İş yapış ve düşünme şekillerimizi değiştirecek kadar güçlü bir teknolojik ilerleme varsa bu ne olabilir? Ekonomimiz, yönetim sistemlerimiz ve işletmelerimizin işleyiş biçimini temelde etkileyen ticaret, sahiplik ve güven hakkındaki kavramsal anlayışımızı değiştirebilecek bir teknoloji… Bu teknoloji zaten var ve buna “Kripto Para” (Bitcoin) deniyor. İnsanlar genellikle Bitcoin’i sadece sanal para veya işlem sistemi olarak düşünüyorlar. Ancak daha yakından bakarsanız, para boyutunun buz dağının sadece görünen yüzü olduğunu göreceksiniz. O görünmeyen kısmını ise Blockchain (Blok zinciri) teknolojisi oluşturmaktadır.

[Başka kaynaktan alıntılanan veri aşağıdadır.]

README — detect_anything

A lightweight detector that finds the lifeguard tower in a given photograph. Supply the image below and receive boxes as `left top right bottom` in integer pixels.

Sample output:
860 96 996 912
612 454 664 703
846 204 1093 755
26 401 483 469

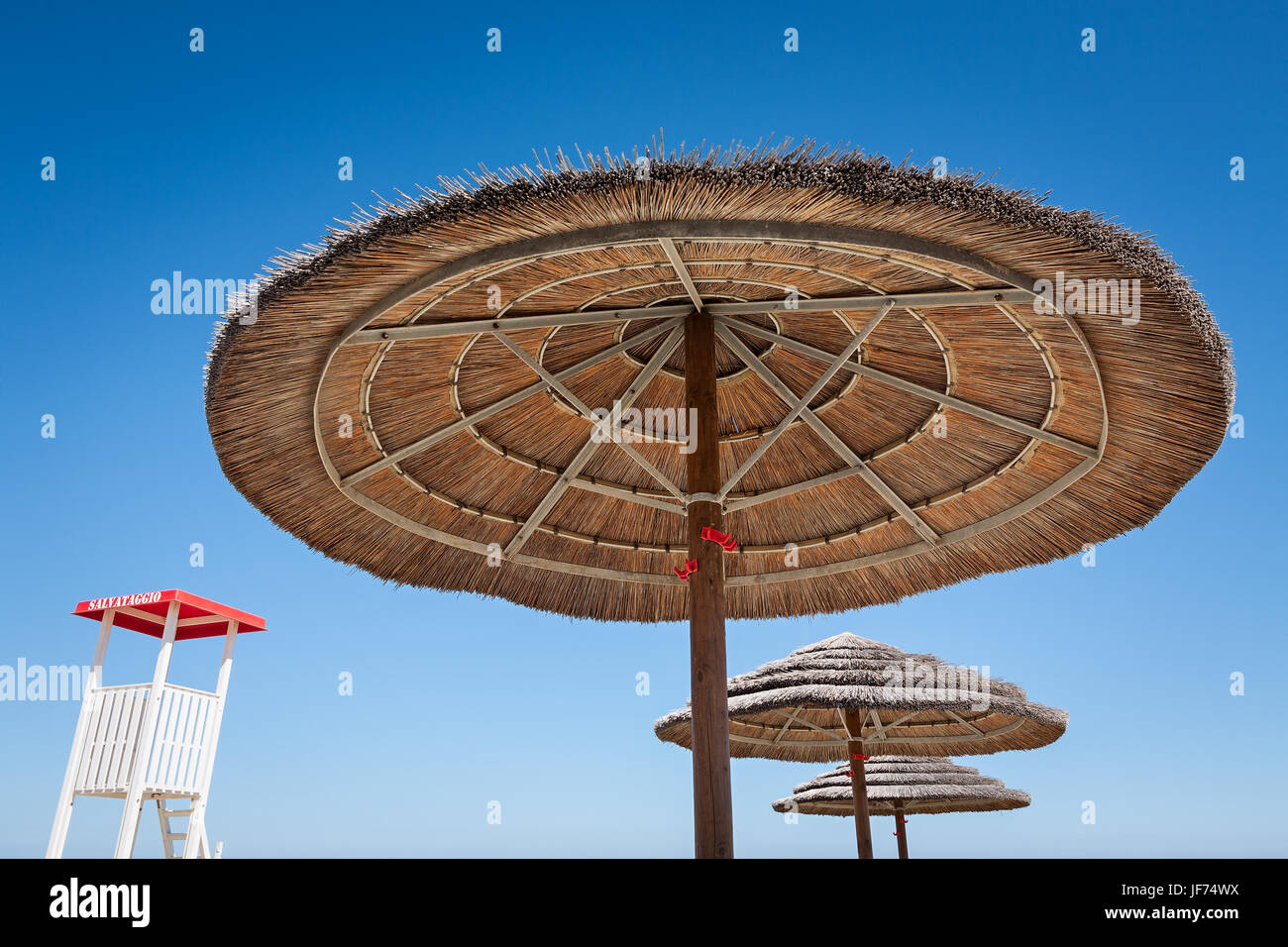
46 588 266 858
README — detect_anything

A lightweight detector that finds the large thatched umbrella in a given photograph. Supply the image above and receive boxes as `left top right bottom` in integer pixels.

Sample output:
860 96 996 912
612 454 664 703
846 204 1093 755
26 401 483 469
206 139 1233 854
653 634 1069 858
773 756 1031 858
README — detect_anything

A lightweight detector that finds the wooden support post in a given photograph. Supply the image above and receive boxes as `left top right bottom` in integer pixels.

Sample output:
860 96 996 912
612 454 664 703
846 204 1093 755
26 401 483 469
841 710 872 858
684 312 733 858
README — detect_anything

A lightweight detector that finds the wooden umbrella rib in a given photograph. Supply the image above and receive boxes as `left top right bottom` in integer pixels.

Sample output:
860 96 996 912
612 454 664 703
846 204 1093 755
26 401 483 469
503 326 684 559
707 288 1033 316
658 237 702 312
340 316 683 487
342 305 690 346
717 317 1099 458
716 323 939 544
492 331 684 500
718 303 894 500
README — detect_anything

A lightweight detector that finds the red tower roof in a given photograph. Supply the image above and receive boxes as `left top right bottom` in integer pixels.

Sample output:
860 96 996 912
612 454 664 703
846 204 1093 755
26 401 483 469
72 588 267 642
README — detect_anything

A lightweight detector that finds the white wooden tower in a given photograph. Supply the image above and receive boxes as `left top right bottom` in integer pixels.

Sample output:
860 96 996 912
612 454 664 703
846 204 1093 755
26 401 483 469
46 588 266 858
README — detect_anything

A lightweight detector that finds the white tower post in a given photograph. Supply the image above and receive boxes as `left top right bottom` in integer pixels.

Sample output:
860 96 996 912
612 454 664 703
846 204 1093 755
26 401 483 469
113 601 179 858
183 621 237 858
46 608 116 858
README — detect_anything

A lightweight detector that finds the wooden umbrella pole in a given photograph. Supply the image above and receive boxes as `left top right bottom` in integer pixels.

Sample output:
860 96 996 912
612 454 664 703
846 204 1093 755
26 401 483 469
684 312 733 858
841 710 872 858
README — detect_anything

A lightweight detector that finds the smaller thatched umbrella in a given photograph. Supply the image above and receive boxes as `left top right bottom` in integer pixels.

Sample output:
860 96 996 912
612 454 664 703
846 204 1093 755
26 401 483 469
774 756 1031 858
653 634 1069 858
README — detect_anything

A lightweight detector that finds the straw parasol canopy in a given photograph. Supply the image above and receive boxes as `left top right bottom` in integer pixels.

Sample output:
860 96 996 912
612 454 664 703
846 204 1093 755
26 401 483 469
774 756 1033 815
653 634 1069 858
206 139 1234 621
773 756 1031 858
653 634 1069 763
206 143 1234 854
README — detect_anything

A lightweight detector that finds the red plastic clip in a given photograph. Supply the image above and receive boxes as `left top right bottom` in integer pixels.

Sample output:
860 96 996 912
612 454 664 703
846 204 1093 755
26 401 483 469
675 559 698 582
702 526 738 553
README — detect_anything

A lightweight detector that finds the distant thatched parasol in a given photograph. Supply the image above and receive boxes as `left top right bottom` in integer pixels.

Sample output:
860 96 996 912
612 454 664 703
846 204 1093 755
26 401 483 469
653 634 1069 858
206 145 1233 853
773 756 1031 858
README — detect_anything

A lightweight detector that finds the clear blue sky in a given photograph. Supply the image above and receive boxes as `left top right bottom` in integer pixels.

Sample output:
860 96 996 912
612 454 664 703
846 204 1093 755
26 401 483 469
0 3 1288 857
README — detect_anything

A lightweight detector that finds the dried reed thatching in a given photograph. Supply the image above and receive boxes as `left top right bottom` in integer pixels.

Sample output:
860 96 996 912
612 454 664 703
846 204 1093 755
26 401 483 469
773 756 1031 815
653 634 1069 763
206 135 1234 621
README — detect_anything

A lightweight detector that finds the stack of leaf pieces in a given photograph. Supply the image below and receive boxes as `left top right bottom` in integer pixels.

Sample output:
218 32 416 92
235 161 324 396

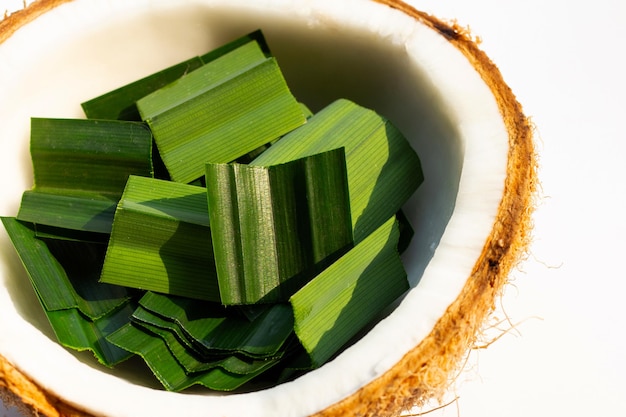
2 31 422 391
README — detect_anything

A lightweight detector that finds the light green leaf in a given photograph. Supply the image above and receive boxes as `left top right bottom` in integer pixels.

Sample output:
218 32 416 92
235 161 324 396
250 99 423 243
100 176 219 301
289 217 409 366
206 148 352 305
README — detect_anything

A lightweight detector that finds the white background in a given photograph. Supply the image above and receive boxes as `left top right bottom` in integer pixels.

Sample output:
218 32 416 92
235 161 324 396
0 0 626 417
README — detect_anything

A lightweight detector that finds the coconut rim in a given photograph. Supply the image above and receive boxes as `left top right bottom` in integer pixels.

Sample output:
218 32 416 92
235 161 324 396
0 0 536 416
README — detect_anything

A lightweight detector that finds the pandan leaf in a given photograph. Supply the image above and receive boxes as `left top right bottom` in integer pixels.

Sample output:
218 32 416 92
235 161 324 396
139 292 293 358
46 302 134 367
108 324 276 391
137 55 306 183
250 99 423 243
289 217 409 366
2 217 132 320
100 176 219 301
206 148 352 305
134 321 280 375
81 30 269 121
17 118 152 233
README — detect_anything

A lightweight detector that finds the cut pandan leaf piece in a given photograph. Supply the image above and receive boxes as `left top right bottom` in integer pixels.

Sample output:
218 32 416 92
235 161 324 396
137 42 267 121
206 148 352 305
289 217 409 367
250 99 423 244
81 30 270 121
133 321 280 375
2 217 132 319
100 176 219 301
137 50 306 183
108 324 274 391
135 292 293 359
17 118 152 233
2 217 134 366
46 301 134 367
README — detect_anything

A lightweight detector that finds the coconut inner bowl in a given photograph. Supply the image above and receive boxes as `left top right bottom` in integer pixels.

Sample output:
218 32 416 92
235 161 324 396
0 0 536 416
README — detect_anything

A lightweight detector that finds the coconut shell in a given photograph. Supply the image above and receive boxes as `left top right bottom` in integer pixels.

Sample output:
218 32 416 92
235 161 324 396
0 0 537 417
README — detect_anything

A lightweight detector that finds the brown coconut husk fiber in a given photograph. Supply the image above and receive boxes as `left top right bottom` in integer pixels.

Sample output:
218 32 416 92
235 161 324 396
0 0 537 417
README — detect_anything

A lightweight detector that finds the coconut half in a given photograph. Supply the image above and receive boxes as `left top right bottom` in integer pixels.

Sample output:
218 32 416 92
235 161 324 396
0 0 535 417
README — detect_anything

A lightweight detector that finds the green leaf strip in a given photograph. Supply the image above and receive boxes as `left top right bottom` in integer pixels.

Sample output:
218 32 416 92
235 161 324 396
108 324 276 391
17 118 153 233
139 292 293 358
250 99 423 243
100 176 219 301
206 148 352 305
46 302 134 367
290 217 409 366
138 58 306 183
2 217 131 319
81 30 269 121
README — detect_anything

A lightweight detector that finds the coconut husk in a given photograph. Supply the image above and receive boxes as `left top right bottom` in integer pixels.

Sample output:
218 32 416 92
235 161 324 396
0 0 537 417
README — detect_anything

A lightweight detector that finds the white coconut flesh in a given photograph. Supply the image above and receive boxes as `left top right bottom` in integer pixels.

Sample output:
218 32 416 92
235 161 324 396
0 0 528 417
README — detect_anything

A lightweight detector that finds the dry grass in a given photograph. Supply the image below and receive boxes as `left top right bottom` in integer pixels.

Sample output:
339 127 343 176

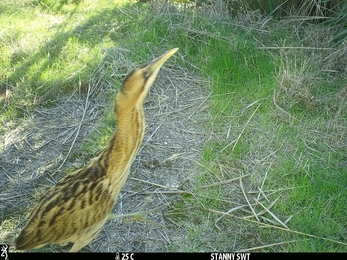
0 2 347 252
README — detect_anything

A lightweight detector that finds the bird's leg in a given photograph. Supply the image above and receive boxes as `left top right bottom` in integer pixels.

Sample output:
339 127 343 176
108 198 163 226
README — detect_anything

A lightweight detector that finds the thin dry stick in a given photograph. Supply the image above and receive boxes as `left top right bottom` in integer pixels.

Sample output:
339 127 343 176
272 89 301 122
240 175 260 221
51 82 90 176
207 209 347 246
199 174 249 189
231 104 261 151
257 162 272 200
244 196 281 218
220 101 261 152
237 239 307 252
255 199 289 229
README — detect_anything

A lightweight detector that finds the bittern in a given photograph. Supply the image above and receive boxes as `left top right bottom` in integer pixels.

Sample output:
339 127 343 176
14 48 178 252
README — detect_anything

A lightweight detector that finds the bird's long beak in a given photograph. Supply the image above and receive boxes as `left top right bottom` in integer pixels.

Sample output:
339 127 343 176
147 48 178 75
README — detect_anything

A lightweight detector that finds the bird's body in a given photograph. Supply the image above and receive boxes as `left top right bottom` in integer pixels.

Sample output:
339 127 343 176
15 49 177 252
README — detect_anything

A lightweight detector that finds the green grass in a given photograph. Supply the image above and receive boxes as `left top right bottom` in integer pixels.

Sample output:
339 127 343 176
0 0 347 252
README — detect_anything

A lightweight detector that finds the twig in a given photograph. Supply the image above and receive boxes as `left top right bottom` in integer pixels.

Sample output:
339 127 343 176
272 89 301 122
199 174 249 189
240 175 260 221
51 82 90 176
220 101 261 152
257 162 272 201
207 209 347 246
237 239 307 252
255 198 289 229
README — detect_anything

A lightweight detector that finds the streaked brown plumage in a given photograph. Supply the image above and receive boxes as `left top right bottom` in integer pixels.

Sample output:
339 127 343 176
14 48 178 252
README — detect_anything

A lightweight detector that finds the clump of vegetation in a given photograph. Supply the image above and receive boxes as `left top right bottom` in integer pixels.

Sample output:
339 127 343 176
0 0 347 252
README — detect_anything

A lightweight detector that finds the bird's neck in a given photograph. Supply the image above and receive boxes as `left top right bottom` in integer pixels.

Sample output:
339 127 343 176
101 104 145 197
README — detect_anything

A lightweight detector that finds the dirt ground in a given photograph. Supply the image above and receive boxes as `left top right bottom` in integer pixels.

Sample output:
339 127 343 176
0 50 209 252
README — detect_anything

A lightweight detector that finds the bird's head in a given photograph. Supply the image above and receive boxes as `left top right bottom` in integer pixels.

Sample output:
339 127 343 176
116 48 178 114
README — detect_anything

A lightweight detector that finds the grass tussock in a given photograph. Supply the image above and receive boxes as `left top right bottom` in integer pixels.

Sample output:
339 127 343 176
0 0 347 252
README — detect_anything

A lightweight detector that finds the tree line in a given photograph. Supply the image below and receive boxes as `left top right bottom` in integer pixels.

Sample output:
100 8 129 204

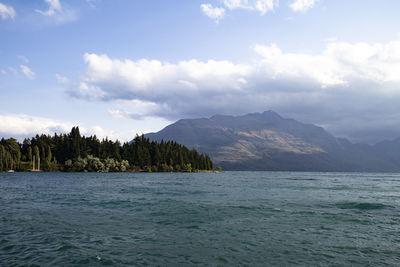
0 127 213 172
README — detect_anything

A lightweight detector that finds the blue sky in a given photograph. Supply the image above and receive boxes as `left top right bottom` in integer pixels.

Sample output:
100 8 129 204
0 0 400 142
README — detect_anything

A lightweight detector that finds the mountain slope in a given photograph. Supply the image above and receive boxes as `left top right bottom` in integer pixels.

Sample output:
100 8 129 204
146 111 400 171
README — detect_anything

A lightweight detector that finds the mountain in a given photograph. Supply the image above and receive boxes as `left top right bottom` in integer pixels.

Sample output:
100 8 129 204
146 111 400 172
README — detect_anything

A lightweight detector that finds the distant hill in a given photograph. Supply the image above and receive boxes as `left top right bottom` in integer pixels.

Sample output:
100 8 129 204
145 111 400 172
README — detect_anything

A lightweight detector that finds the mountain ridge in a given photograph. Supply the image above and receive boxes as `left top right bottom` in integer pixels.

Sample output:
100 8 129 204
145 110 400 172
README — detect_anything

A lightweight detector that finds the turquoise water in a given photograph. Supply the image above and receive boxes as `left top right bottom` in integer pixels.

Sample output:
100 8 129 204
0 172 400 266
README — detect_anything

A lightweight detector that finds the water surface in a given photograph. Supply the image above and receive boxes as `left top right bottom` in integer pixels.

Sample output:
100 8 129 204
0 172 400 266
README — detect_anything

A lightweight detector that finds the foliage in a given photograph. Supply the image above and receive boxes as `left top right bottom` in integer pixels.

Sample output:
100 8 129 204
0 127 213 172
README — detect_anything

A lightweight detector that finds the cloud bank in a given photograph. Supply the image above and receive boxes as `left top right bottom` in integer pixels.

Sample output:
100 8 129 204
289 0 318 12
68 42 400 141
200 4 225 23
200 0 278 23
0 114 134 141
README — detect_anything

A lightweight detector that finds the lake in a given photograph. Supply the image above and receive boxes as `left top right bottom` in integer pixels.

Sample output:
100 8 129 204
0 172 400 266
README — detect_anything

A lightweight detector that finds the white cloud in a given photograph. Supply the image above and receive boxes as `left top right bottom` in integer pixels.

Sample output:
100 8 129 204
200 4 225 23
0 3 16 20
35 0 78 24
17 55 29 63
289 0 319 12
0 114 135 141
35 0 62 17
223 0 278 15
69 41 400 142
56 73 69 84
19 65 35 80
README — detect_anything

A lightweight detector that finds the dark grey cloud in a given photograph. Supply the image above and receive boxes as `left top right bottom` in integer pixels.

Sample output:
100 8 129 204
69 42 400 146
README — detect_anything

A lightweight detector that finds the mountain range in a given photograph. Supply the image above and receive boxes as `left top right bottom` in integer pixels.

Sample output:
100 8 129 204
145 111 400 172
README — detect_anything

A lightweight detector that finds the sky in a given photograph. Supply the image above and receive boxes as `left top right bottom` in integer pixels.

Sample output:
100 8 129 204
0 0 400 143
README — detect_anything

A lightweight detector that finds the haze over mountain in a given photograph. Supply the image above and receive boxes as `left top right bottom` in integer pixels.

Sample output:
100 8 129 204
146 111 400 172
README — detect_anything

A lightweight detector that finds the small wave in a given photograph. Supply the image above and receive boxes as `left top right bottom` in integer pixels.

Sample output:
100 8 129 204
336 202 392 210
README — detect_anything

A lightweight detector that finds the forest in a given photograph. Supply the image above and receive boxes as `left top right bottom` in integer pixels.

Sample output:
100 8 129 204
0 127 213 172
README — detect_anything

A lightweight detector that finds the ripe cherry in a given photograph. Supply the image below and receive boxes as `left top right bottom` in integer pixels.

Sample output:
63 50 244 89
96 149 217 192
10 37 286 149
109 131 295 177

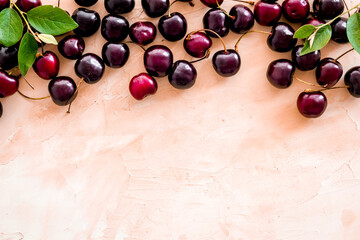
33 51 60 80
129 73 158 100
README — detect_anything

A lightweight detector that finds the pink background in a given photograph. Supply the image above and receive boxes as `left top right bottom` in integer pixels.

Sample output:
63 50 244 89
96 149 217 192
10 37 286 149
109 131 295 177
0 0 360 240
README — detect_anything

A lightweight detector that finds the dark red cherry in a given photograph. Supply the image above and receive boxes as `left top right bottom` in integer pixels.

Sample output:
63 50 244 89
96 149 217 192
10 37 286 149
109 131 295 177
0 44 19 70
297 92 327 118
282 0 310 22
229 4 254 34
141 0 170 18
266 59 295 88
254 1 281 26
344 66 360 98
291 45 321 71
144 45 173 77
316 58 343 88
75 53 105 84
129 73 157 100
102 43 130 68
101 14 130 42
184 32 212 58
33 51 60 80
48 76 77 106
105 0 135 14
58 35 85 60
158 12 187 42
267 22 297 52
212 49 241 77
169 60 197 89
203 9 231 37
331 17 349 43
129 22 156 46
72 8 101 37
0 69 19 98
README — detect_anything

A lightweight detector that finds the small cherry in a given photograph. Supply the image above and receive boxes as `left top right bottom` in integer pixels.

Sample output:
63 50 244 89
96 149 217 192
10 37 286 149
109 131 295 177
129 73 158 100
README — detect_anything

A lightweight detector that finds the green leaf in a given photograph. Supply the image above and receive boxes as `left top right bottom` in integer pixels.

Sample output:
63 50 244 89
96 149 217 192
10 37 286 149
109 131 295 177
294 24 316 39
0 8 23 47
27 5 78 35
19 32 38 76
346 13 360 53
300 25 332 56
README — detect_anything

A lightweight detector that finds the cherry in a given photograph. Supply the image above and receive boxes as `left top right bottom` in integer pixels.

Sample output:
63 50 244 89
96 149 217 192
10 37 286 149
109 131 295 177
297 91 327 118
0 69 19 98
282 0 310 22
75 0 97 7
169 60 197 89
49 76 77 106
212 49 241 77
144 45 173 77
316 58 343 88
184 32 212 58
254 1 281 26
266 59 295 88
101 14 129 42
141 0 170 18
58 35 85 60
129 73 158 100
229 4 254 34
102 42 130 68
313 0 344 20
0 44 19 70
331 17 349 43
33 51 60 80
344 67 360 98
203 9 231 38
129 22 156 46
158 12 187 42
267 22 297 52
291 45 321 71
75 53 105 84
105 0 135 14
72 8 101 37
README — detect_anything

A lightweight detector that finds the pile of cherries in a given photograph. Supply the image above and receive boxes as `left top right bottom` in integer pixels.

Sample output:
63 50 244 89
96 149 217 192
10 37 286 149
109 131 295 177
0 0 360 118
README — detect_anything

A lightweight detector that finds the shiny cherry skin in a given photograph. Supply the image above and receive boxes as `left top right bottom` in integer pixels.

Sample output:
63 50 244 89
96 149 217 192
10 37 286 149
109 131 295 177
104 0 135 14
282 0 310 22
315 58 343 88
169 60 197 89
144 45 173 77
203 9 231 38
331 17 349 43
71 8 101 37
254 1 281 26
75 53 105 84
266 59 295 89
0 69 19 98
101 14 130 42
291 45 321 71
184 32 212 58
229 4 255 34
313 0 344 20
158 12 187 42
212 49 241 77
33 51 60 80
297 92 327 118
129 73 158 100
0 44 19 70
129 22 156 46
141 0 170 18
48 76 77 106
344 66 360 98
267 22 297 52
102 42 130 68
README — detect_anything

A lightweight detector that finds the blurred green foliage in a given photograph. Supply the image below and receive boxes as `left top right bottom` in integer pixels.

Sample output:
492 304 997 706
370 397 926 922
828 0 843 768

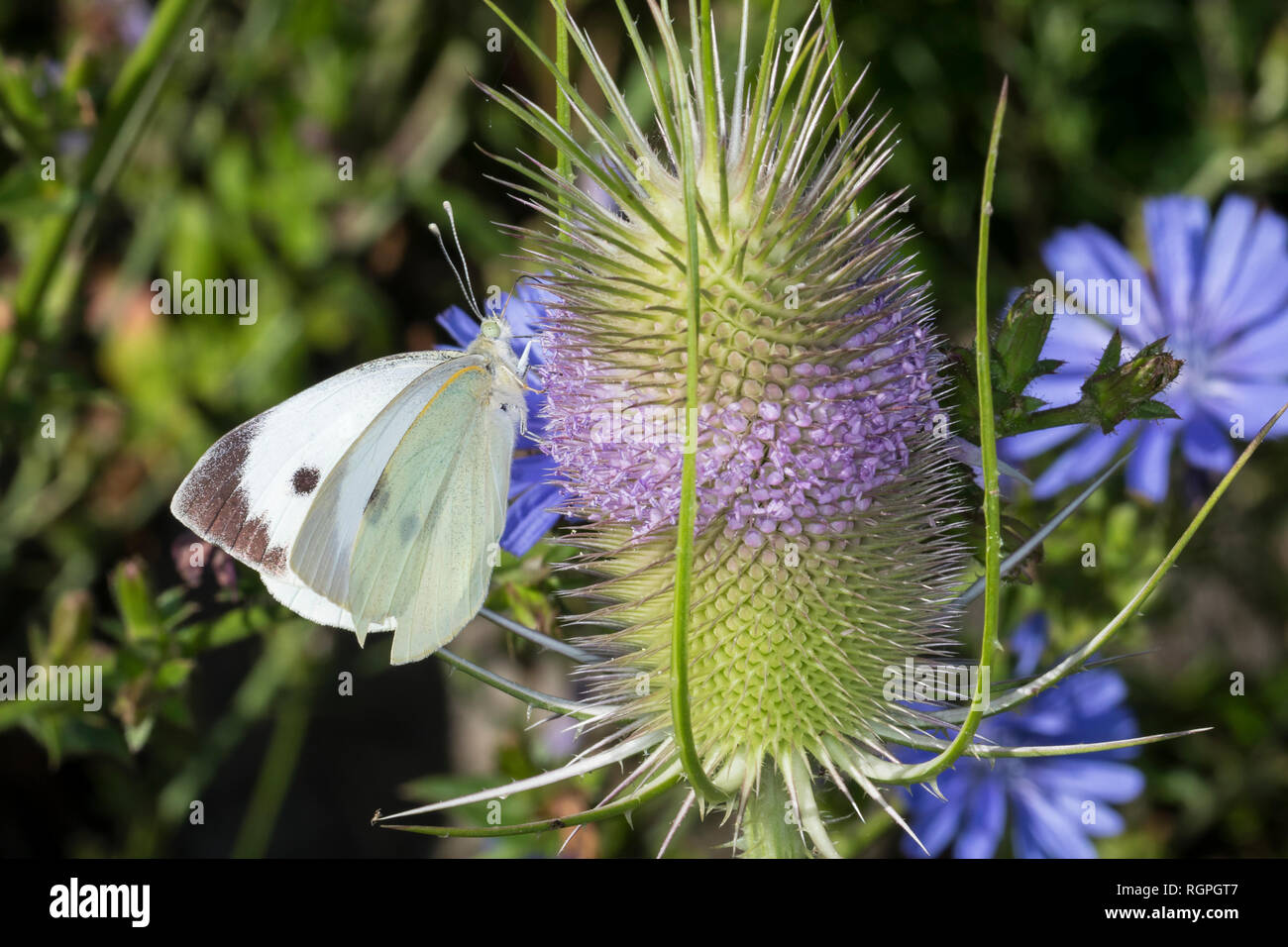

Blockchain teknolojisi, aslında yeni olmayan ve 1990’lı yıllarda internet kavramından sonra gelen devrim niteliğindeki yeniliklerden biri olarak kabul görmektedir. Blockchain teknolojisinin, gelecek yıllarda tüm dünyada en az internet kadar etkili olabileceğini ve yenilikçi modelleri ile iş dünyasını tekrardan dönüştürecek bir teknoloji olduğunu söyleyebiliriz.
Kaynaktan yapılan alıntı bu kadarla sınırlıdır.